では、「叱る」という行為の出発点はどこにあるのでしょうか?叱る側、つまり多くは大人が、その子どもの行動やその背景にある考え方に対して反対する気持ちを抱いたとき、「叱る」という行為が生じるのだと思います。ただし、叱る側が思い通りにならないことへの憤りや苛立ちをぶつけてしまうと、本来子どものための行為である「叱る」ことが、大きく逸れて「怒り」となってしまいます。「叱る」という行為は叱る側の感情と密接に関わっているため、自らの感情をコントロールすることが重要です。「叱る」とは、子どもを大切に思う気持ち、すなわち「愛情」を土台とする行為です。だからこそ、叱る側には目的を見失わず、冷静でいることが求められます。
ところで、「叱る」という漢字は「口」に「七」と書きます。これは、叱る側が何度も繰り返し「やってはいけないこと」を説き、子どもが自ら善悪を判断して行動する力を身につけることに通じるものではないでしょうか。叱られた子どもは、「できなかった自分」「悪いことをした自分」と向き合わなければなりません。悔しさや悲しみから涙が出ることもあるでしょうし、感情の行き場を失うこともあります。そのため、なるべく早く気持ちを切り替えられるような配慮も必要です。繰り返される「叱り」の中で、子どもはなぜ叱られたのか、どのような行動が叱られるのかを自ら考え、判断する力を育んでいきます。その際、大切なのは「じっくり長時間叱る」のではなく、「何度も繰り返し、あっさりと叱る」ことです。

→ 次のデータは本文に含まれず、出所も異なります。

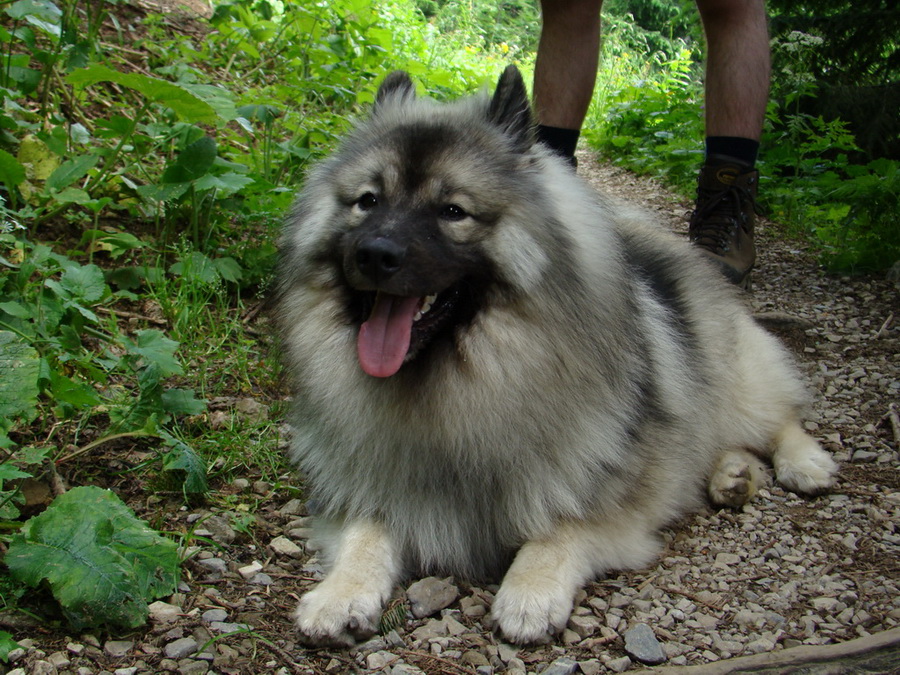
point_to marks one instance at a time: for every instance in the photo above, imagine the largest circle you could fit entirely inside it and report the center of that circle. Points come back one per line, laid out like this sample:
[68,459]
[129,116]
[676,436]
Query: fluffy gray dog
[500,374]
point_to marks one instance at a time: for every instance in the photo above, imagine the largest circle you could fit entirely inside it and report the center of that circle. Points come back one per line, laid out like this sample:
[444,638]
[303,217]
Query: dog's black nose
[379,258]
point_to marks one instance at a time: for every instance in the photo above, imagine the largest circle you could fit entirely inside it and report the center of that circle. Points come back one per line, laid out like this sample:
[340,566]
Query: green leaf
[69,391]
[192,162]
[16,309]
[19,369]
[229,268]
[11,171]
[114,243]
[71,171]
[42,9]
[185,104]
[182,402]
[7,644]
[85,283]
[221,100]
[102,563]
[226,184]
[163,193]
[183,458]
[10,472]
[155,349]
[72,196]
[198,267]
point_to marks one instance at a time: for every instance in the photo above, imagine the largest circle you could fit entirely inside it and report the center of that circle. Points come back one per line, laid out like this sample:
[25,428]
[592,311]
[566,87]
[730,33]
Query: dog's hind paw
[325,617]
[531,615]
[801,465]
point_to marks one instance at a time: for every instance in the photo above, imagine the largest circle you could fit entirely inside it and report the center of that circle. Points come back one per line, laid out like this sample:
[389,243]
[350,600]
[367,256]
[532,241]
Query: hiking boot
[723,221]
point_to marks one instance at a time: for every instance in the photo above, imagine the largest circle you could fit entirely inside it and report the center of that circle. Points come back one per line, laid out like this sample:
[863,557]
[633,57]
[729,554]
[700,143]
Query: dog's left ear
[511,110]
[398,85]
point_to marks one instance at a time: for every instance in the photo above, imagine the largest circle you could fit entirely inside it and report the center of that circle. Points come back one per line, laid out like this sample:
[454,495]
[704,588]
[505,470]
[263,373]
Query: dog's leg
[346,605]
[800,462]
[737,476]
[535,599]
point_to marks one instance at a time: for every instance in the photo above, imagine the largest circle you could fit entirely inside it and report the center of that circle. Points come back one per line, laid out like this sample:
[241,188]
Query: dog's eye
[367,201]
[453,212]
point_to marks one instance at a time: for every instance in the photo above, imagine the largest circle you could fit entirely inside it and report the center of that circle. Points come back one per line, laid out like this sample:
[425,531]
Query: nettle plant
[64,363]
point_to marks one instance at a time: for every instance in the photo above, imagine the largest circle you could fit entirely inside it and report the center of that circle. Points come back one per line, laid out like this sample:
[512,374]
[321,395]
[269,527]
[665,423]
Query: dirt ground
[835,580]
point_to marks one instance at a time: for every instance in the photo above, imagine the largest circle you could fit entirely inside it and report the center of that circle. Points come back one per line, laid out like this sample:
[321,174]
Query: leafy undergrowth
[146,161]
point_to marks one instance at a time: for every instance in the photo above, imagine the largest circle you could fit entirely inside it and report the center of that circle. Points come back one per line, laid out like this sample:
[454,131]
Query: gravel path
[784,571]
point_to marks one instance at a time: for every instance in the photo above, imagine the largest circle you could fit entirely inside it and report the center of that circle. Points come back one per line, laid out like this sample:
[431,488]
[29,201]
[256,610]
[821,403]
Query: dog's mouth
[398,327]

叱ることで行動が改善されるのは、叱りの意図が子どもに伝わり、子どもが反省した証です。「自分を顧みて、自分を変える」ことの難しさは、大人のほうがよく知っているでしょう。それを成し遂げた子どもを大いに褒めて認めること――それもまた、叱りの一連の流れとして重要です。
「叱る」ことは決して簡単なことではありません。しかし、人が成長していくうえで、なくてはならないものでもあります。大人になって、子どもの頃によく叱ってくれた人のことを思い出すとすれば、それはその「叱り」の根底に、紛れもなく「愛情」があったからではないでしょうか。